Atypique, indépendant et belge, Boris Lehman fait des films sur un sujet aussi vaste que passionnant : lui-même
Boris Lehman est belge, et il a même fait un film pour dire à quel point il en est fier. C’est surtout un cinéaste atypique, prolixe et indépendant. Lehman présente le paradoxe de faire des films très différents alors qu’ils ont presque tous le même sujet : Boris Lehman. Est-ce à dire que la forme de l’introspection conduit toujours à la logorrhée ? Au vu des oeuvres de Woody Allen, Chantal Akerman ou Boris Lehman, on remarque que l’égocentrisme s’accommode mal de la concision et que c’est une pulsion insatiable. C’est que les représentations que l’on fait de soi sont autant de fiction de soi et, à ce titre, sont potentiellement infinies. Dès lors, plutôt que de se chagriner de ce babélisme du discours, on peut se réjouir de la nature davantage égocentrifuge qu’égocentrique de ces auteurs, prendre plaisir à la façon successivement pathétique et comique qu’ils ont de parler d’eux-mêmes, du tragicomique de leur vie et de la vie des autres. D’où Babel de Boris Lehman, vaste work-in-progress qui fait déjà plus de six heures et qui débute à Waterloo par une journée de grand vent. Devant la caméra, Lehman explique aux spectateurs qu’il tourne le premier plan de son film mais que, déjà, il doute. Il dit qu’il a froid mais qu’il tourne quand même, parce que c’est ainsi qu’il l’avait prévu. Ainsi, le film est la vie de Lehman, son voyage au Mexique, mais aussi le film en train de se faire. Mes entretiens filmés est également un film qui ne mérite pas d’être achevé et que, par conséquent, Lehman continue. A ce jour, une quinzaine d’entretiens, hilarants parfois, avec des gens qui aiment bien Boris (Patrick Leboutte, Dominique Païni, Jean-Pierre Gorin, Dominique Noguez…) dont Lehman lui-même (dans son bain). Il y a aussi A la recherche du lieu de ma naissance, où Lehman, juif belge d’origine polonaise, s’étonne d’être né en 1944 à Lausanne, précisément à côté d’un lac qui, à une lettre près, s’appelle comme lui. La question des origines hante Lehman qui recense, paraît-il, tous les Lehman du monde. Portrait du peintre dans son atelier, L’Homme de terre et Muet comme une carpe constituent un cycle judaïque dans sa filmographie mais on a du mal à conseiller ce dernier, une sorte de reportage un peu languissant sur la préparation de la carpe farcie pour la fête du Nouvel An juif.
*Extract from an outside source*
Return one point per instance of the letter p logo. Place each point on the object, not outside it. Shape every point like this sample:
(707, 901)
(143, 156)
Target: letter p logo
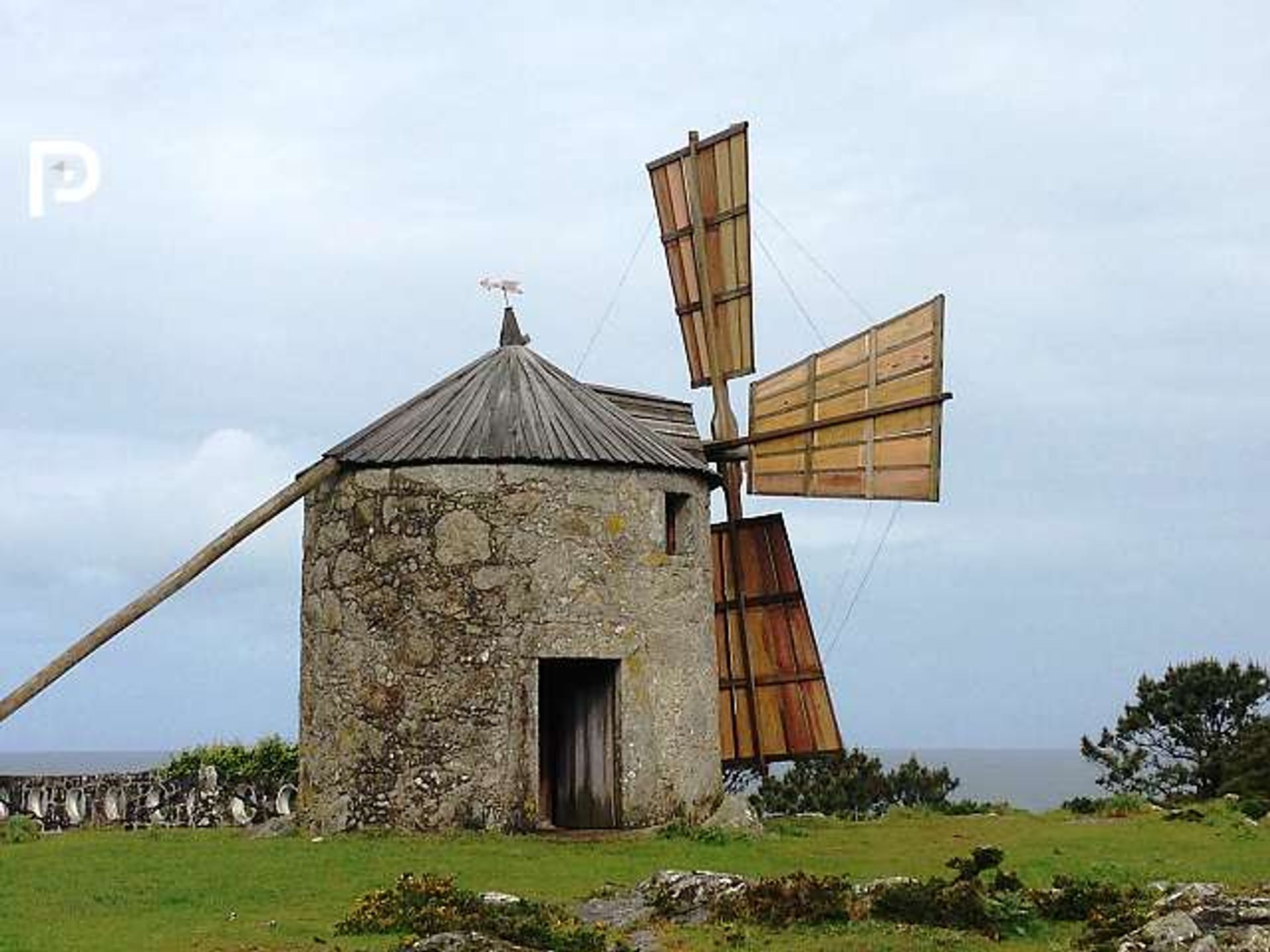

Lehman tourne sans discontinuer depuis 1963, intégrant à son cinéma tout ce qui lui arrive. Il a aussi été pendant vingt ans animateur culturel dans un centre de réadaptation sociale pour malades mentaux. Dans ce cadre, il a fait des films dont le beau Symphonie : un malade joue son propre texte autobiographique sur les années de guerre, quand, « juif, fou et belge », il devait se cacher. Lehman est un cinéaste itinérant et artisan, au plus près des matériaux et du public. Il produit ses films, se déplace avec et, comme il se déplace beaucoup, compense ainsi leur non-distribution dans les circuits commerciaux. Pourtant, ce sont ses films qui le suivent à la trace.